Tuesday, 13 August 2013

Conceptart Workshop London

Where to begin - I've not been putting off writing this. Time has simply been occupied with Life. So much life.

I travelled by train from Dundee to London with my good friend Will Wright. I'm really thankful trains provide a socket for laptops, as I doodled in photoshop for the majority of the journey. Some reference landscapes as they slipped by and the world turned.



Arrival in London was triumphant and it was my first experience of King's Cross which I think was somewhat mixed due to the vast changes the station is under going. I'm very thankful to those whom allowed me to stay in their flat for my time in London, and their enthusiastic dogs.

Left waiting knicked some confidence but to enter the hall and witness everyone sitting in darkness watched Kekai do this thing. 'When in doubt, dragons.' A real tactile sense of creative energy and hush in the room, so many minds ticking away. Learning, watching, inspiration transference all actively happening between Pro and peers. I knew I had made the right decision. I knew I was meant to be here.




"I can draw a fucking cat..."


I received my one and only paintover from the wonderful Shay Hulbert who revealed my distinct lack of unicorns. Crisis averted!

The quest for self improvement begins by holding yourself accountable. Make it real, exclaim your intentions. Your hopes and fears so you can act on them.

I received a number of folio reviews from a great array of professionals, insanely useful. Here's a snapshot of some notes I took from a particular two. Thank you to the others who offered their time and experience to help push me further.

KEKAI KOTAKI

The following are notes I made in earnest while showing my folio to Kekai.

Bring the piece together more, add some interests and get the read. Mark making is splotchy. It seems as though I'm uncertain in use of which brushes correctly, to use for certain things.

Where's the focus?

Look at master paintings, move forward and iterate, slow and steady and get the job done. Don't rush.

BJORN HURRI

For design. Think in shapes, separate these out by their areas of major value. Design is about creating these strong shapes. Can it read from a distance?

Napkin test, can you draft the design on a napkin easily, does it read?

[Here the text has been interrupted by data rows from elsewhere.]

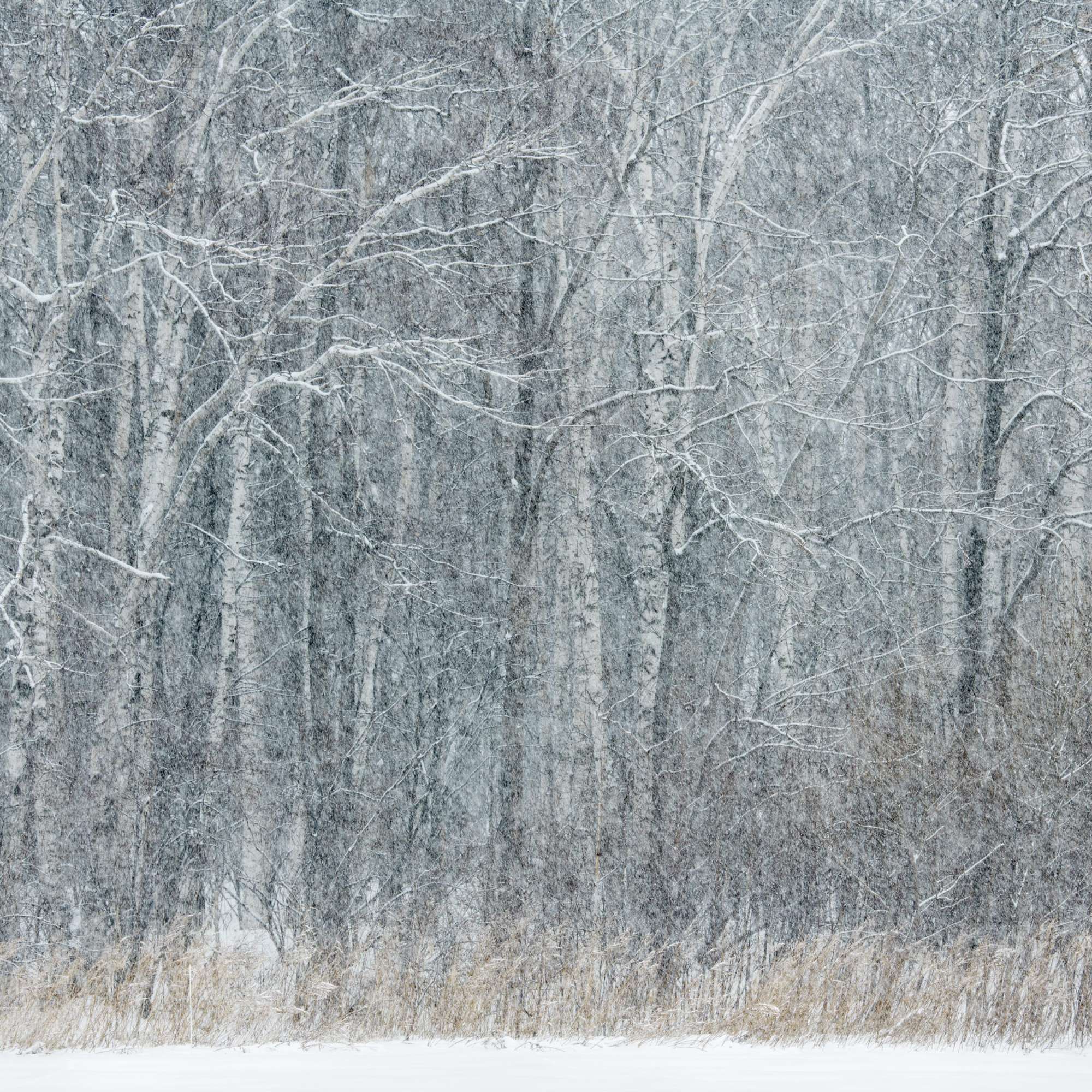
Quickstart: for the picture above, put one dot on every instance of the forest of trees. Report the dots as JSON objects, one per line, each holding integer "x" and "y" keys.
{"x": 620, "y": 462}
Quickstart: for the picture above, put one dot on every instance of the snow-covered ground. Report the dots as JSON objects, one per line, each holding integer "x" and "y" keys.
{"x": 527, "y": 1067}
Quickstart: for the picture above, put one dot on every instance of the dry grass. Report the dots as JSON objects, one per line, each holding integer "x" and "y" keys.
{"x": 551, "y": 986}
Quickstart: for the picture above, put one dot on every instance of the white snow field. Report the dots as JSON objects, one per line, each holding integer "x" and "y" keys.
{"x": 527, "y": 1067}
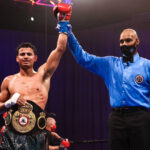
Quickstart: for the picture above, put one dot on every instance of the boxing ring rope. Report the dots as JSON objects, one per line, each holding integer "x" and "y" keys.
{"x": 89, "y": 141}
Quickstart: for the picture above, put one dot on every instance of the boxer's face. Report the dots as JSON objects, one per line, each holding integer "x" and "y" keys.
{"x": 26, "y": 57}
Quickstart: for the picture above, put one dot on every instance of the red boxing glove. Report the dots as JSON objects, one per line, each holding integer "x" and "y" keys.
{"x": 62, "y": 11}
{"x": 53, "y": 128}
{"x": 65, "y": 143}
{"x": 5, "y": 115}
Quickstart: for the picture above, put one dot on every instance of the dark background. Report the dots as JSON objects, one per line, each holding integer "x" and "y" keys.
{"x": 79, "y": 98}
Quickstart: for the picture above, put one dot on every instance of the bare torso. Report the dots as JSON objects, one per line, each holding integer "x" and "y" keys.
{"x": 30, "y": 87}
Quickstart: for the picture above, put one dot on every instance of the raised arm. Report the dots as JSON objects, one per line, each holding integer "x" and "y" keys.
{"x": 54, "y": 58}
{"x": 63, "y": 13}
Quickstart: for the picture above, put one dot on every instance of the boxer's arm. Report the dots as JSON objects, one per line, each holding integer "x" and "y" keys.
{"x": 4, "y": 94}
{"x": 55, "y": 56}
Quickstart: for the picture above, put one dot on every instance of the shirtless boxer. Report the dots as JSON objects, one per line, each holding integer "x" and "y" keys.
{"x": 25, "y": 94}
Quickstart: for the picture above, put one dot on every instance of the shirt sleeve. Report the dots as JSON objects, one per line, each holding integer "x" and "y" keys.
{"x": 98, "y": 65}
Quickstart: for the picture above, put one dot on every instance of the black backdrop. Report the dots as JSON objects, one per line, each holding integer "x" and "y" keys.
{"x": 79, "y": 98}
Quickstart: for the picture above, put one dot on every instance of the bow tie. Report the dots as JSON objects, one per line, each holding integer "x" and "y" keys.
{"x": 127, "y": 59}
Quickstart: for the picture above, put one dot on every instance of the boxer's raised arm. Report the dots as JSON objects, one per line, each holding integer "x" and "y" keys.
{"x": 54, "y": 58}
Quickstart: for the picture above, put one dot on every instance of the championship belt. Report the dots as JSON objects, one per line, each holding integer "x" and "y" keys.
{"x": 24, "y": 120}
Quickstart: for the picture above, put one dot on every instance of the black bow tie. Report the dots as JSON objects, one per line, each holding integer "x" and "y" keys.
{"x": 127, "y": 59}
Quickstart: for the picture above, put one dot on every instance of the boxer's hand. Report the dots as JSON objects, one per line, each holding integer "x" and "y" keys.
{"x": 62, "y": 12}
{"x": 64, "y": 144}
{"x": 12, "y": 101}
{"x": 21, "y": 101}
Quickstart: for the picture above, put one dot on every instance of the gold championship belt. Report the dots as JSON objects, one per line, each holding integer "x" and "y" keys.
{"x": 24, "y": 120}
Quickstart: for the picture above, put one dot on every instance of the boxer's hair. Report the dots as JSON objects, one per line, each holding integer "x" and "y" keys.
{"x": 26, "y": 45}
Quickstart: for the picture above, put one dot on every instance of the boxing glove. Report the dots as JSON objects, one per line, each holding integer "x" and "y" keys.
{"x": 64, "y": 144}
{"x": 62, "y": 12}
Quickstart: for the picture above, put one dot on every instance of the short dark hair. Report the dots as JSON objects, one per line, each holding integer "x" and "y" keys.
{"x": 26, "y": 45}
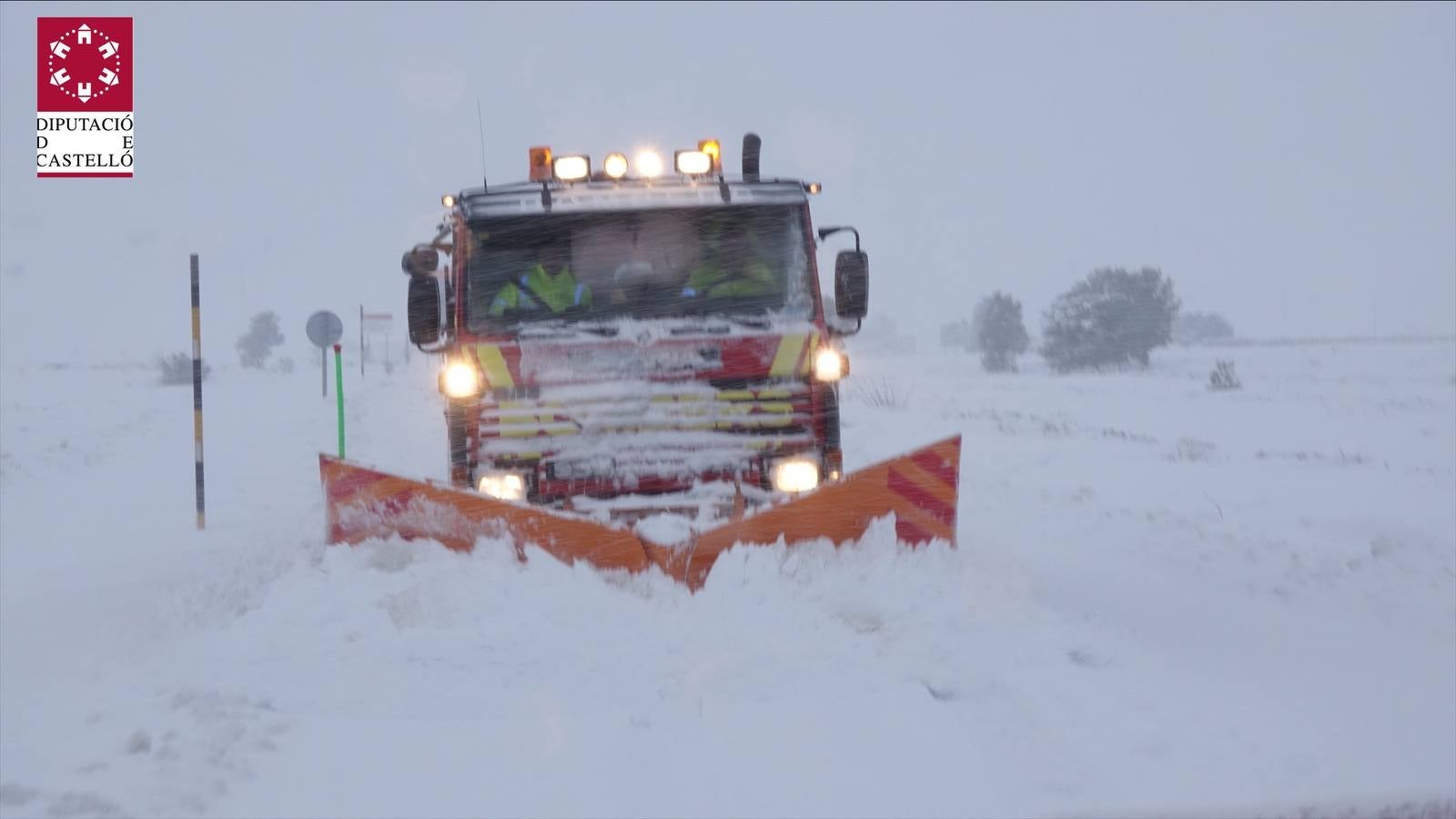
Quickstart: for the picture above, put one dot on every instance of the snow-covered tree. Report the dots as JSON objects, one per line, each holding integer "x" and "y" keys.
{"x": 259, "y": 339}
{"x": 999, "y": 332}
{"x": 1110, "y": 319}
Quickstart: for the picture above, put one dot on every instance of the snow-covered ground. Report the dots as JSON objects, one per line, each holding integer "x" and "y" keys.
{"x": 1165, "y": 601}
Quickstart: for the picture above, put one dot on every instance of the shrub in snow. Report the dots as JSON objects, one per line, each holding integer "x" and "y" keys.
{"x": 1001, "y": 332}
{"x": 1200, "y": 329}
{"x": 178, "y": 369}
{"x": 259, "y": 339}
{"x": 1223, "y": 376}
{"x": 1110, "y": 319}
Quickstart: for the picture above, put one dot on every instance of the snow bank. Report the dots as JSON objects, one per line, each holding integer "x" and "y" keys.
{"x": 1158, "y": 606}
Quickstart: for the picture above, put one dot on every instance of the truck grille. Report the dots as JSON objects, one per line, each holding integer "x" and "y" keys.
{"x": 625, "y": 430}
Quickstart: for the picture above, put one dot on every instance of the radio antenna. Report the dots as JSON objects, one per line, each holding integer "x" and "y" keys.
{"x": 480, "y": 120}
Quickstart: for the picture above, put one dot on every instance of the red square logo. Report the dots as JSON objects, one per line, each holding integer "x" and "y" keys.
{"x": 84, "y": 116}
{"x": 85, "y": 65}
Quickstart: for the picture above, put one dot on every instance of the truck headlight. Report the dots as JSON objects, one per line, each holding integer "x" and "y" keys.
{"x": 502, "y": 486}
{"x": 795, "y": 475}
{"x": 830, "y": 365}
{"x": 460, "y": 379}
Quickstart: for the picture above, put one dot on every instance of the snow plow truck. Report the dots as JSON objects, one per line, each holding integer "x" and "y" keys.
{"x": 637, "y": 369}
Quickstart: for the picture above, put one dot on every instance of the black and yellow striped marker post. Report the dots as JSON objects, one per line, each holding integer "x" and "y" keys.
{"x": 197, "y": 395}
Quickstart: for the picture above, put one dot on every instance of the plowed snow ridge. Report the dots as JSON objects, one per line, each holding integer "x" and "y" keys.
{"x": 1165, "y": 599}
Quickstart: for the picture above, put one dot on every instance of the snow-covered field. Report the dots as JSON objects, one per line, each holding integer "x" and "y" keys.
{"x": 1165, "y": 601}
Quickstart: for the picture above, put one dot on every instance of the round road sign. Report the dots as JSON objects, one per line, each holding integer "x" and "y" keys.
{"x": 325, "y": 329}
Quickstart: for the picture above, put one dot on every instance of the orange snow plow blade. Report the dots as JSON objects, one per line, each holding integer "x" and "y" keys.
{"x": 919, "y": 489}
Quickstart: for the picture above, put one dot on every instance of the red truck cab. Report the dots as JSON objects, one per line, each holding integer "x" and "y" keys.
{"x": 628, "y": 337}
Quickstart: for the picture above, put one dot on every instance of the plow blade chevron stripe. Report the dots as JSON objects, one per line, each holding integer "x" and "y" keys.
{"x": 919, "y": 489}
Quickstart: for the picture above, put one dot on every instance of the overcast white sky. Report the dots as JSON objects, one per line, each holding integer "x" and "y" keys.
{"x": 1292, "y": 167}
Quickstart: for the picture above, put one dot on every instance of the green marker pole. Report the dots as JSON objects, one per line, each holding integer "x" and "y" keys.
{"x": 339, "y": 389}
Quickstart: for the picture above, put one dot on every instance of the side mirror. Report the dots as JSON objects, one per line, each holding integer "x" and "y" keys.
{"x": 421, "y": 259}
{"x": 422, "y": 308}
{"x": 852, "y": 285}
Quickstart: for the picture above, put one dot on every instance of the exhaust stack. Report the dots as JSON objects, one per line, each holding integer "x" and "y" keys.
{"x": 750, "y": 157}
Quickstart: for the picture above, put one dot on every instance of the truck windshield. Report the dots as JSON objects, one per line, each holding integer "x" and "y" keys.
{"x": 734, "y": 259}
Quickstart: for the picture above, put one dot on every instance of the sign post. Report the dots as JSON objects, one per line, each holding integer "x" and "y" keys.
{"x": 197, "y": 398}
{"x": 339, "y": 375}
{"x": 375, "y": 325}
{"x": 324, "y": 329}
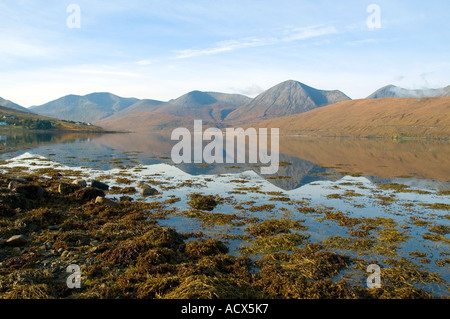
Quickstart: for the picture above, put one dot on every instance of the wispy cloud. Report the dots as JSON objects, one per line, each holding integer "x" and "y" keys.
{"x": 289, "y": 35}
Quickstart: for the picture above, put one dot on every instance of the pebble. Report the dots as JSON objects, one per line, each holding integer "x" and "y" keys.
{"x": 100, "y": 185}
{"x": 17, "y": 240}
{"x": 80, "y": 182}
{"x": 140, "y": 184}
{"x": 105, "y": 201}
{"x": 66, "y": 189}
{"x": 148, "y": 191}
{"x": 33, "y": 192}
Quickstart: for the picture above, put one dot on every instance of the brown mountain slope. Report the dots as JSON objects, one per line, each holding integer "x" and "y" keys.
{"x": 387, "y": 117}
{"x": 287, "y": 98}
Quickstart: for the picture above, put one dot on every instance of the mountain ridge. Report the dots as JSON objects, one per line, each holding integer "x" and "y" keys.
{"x": 12, "y": 105}
{"x": 286, "y": 98}
{"x": 395, "y": 91}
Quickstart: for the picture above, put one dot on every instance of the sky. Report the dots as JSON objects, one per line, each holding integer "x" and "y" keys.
{"x": 161, "y": 49}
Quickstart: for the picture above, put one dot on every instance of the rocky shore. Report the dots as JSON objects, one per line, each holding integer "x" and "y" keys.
{"x": 50, "y": 223}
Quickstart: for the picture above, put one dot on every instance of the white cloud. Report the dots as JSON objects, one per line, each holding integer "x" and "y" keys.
{"x": 290, "y": 35}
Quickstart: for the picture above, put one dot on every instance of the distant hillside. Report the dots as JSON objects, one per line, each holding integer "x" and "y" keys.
{"x": 87, "y": 108}
{"x": 140, "y": 106}
{"x": 287, "y": 98}
{"x": 211, "y": 107}
{"x": 11, "y": 105}
{"x": 394, "y": 91}
{"x": 387, "y": 117}
{"x": 208, "y": 106}
{"x": 19, "y": 120}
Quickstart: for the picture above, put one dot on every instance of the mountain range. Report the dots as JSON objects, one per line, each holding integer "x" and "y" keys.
{"x": 11, "y": 105}
{"x": 287, "y": 98}
{"x": 87, "y": 108}
{"x": 290, "y": 104}
{"x": 395, "y": 91}
{"x": 386, "y": 117}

Vilppu - constrution of figures - worry about the read

Draw figures every fucking day.

Fix poses, make them more dynamic in a setting.

What do the shapes communicate? How the character will move, what will make it look like it moves quick, sluggish?


Jason Felix presenting, photo by Jamie Wong

I found a spirit both beautiful and terrifying in passing my collection of work over for a folio review to those I hold in awe. That moment while place it in their hands and you hold your breath in anticipation.

Very similar to carrying a shield into battle, and during every fray a small crack appears across the surface. Again and again. It breaks under the weight of all of the advice until you're left holding what is to you a broken instrument. Trust that it will hold, remain calm, and step forward for the next review, each time summing up the courage to acknowledge the mistakes, and delve deeper.

You carry all of the advice forward, and your collection of work reveals its true nature of flaws, but the cracks offer handholds for improvement.

I attained a wonderful sense of calm after London where nervousness burned itself out, as though it cauterized the nerves endings themselves. An opportune moment for amazing things to happen.